The Pet Poison Hotline states that the Mauna Loa Plant, also known as Peace Lilies, contains calcium oxalate crystals, which are toxic to cats. If your cat chews on the stems or even the leaves of this plant, the crystals are released. Injury to your cat is caused when the crystals start to penetrate the cat’s tissues.

The plant doesn’t have to be ingested to cause injury. It can cause extremely painful damage just by being in the cat’s mouth.

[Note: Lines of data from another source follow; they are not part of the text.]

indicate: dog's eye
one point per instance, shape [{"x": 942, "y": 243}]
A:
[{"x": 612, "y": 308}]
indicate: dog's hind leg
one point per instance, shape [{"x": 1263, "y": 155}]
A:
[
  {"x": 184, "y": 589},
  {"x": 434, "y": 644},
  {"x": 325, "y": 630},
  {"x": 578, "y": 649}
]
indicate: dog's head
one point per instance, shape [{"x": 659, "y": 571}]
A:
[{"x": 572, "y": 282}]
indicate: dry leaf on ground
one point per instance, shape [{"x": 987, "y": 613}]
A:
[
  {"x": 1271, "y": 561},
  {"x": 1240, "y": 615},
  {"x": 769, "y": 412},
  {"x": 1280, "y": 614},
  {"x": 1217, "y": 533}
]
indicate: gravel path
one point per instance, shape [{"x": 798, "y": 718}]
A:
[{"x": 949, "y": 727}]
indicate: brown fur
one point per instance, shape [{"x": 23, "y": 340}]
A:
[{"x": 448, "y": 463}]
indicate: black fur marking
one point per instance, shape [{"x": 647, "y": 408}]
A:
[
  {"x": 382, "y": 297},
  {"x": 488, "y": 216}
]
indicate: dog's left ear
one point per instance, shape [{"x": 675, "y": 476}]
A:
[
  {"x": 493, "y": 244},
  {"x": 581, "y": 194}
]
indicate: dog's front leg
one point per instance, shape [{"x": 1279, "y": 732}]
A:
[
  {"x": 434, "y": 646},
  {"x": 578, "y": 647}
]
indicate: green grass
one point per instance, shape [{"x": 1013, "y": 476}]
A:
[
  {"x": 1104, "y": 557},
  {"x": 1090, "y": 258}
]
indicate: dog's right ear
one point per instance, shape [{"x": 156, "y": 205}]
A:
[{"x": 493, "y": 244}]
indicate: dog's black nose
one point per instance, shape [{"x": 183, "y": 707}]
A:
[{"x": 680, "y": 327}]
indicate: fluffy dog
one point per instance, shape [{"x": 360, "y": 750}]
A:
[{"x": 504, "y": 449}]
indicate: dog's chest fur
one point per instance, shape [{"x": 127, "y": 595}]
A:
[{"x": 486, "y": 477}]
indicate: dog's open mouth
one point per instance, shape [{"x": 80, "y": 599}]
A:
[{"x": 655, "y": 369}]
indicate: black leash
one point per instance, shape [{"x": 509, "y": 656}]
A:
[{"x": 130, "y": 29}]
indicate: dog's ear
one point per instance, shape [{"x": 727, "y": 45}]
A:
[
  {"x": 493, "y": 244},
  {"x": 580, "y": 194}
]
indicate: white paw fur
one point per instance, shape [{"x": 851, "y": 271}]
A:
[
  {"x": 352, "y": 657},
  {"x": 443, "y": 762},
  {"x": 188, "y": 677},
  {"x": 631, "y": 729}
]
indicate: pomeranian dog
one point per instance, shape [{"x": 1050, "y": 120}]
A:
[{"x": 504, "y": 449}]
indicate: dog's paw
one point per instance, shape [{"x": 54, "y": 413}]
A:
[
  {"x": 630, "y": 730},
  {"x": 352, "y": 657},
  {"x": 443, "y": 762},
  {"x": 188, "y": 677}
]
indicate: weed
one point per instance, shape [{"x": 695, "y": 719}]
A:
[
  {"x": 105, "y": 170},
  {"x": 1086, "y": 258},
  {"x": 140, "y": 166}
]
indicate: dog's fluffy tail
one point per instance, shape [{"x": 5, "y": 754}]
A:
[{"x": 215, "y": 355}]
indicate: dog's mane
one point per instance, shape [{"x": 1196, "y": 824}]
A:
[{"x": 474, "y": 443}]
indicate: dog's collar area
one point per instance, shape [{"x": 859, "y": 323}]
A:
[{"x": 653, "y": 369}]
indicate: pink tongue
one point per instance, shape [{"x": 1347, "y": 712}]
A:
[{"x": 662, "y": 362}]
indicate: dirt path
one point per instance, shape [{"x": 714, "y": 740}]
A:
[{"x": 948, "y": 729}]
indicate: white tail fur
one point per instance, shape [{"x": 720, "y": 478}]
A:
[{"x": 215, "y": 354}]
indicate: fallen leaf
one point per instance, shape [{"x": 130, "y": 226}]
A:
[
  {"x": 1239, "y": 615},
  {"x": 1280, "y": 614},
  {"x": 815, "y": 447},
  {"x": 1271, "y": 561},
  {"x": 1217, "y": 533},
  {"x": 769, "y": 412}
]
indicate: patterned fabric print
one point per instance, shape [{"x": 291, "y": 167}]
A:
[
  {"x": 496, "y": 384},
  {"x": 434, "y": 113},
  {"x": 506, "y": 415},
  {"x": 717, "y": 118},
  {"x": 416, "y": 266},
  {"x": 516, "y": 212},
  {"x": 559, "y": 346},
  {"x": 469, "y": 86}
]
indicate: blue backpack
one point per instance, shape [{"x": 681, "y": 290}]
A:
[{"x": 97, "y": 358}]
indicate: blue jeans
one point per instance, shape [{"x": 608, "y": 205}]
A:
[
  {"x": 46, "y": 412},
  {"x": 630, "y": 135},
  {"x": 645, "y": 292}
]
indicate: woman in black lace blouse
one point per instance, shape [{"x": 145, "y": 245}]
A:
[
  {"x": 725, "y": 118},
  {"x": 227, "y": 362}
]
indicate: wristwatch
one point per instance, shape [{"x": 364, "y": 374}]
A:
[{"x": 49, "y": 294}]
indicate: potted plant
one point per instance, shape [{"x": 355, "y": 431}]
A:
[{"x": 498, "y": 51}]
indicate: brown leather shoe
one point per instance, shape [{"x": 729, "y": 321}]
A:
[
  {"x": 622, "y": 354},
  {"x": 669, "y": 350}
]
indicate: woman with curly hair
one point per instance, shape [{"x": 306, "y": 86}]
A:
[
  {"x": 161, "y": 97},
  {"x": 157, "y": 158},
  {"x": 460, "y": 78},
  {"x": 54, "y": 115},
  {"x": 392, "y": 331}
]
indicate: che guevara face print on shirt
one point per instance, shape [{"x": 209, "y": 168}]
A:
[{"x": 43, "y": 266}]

Though it is mildly toxic to cats, the Peace Lily isn’t as toxic as some other forms of lilies, including daylilies. The toxins in the Peace Lily, which is said to not be a true lily, can’t damage your cat’s liver or kidneys. Still, it’s best to always keep any type of lilies away from your feline friends.

Peace lily
Image Credit: Pixabay

Signs and Symptoms of Peace Lily Poisoning in Cats

The ASPCA tells us to look out for the following signs that your cat has ingested parts of a Peace Lily.
  • Drooling
  • Pawing at his mouth
  • Vomiting
  • A decrease in appetite
  • It seems like the cat’s mouth is burning

The biggest sign that your cat has ingested some of your Peace Lily is a constant rubbing of his paw on his face and around his mouth. In addition, the cat will show increased signs of being in pain and being uncomfortable. It is possible that his lips, mouth, and tongue will be visibly swollen as well.

It’s best to just remove any poisonous plants from your home to keep your feline pal safe and your dog’s safety as well.

Tips for Identifying a Peace Lily

Of course, it’s possible that you don’t even know you have a Peace Lily on the property. Many people bring in plants just because they’re pretty and fragrant, without knowing what they are, or that they could be a danger to their pets.

Peace Lilies have curved white flowers that stand erect. The leaves are a shiny emerald-green color. These plants can grow up to 3 feet tall. Though most Peace Lily plants have emerald-green leaves, some have stripes or slight tinges of cream located in the center of the leaves, so it’s important to look out for those.

Peace lily closeup
Image Credit: Pixabay

What Is the Treatment for Peace Lily Poisoning?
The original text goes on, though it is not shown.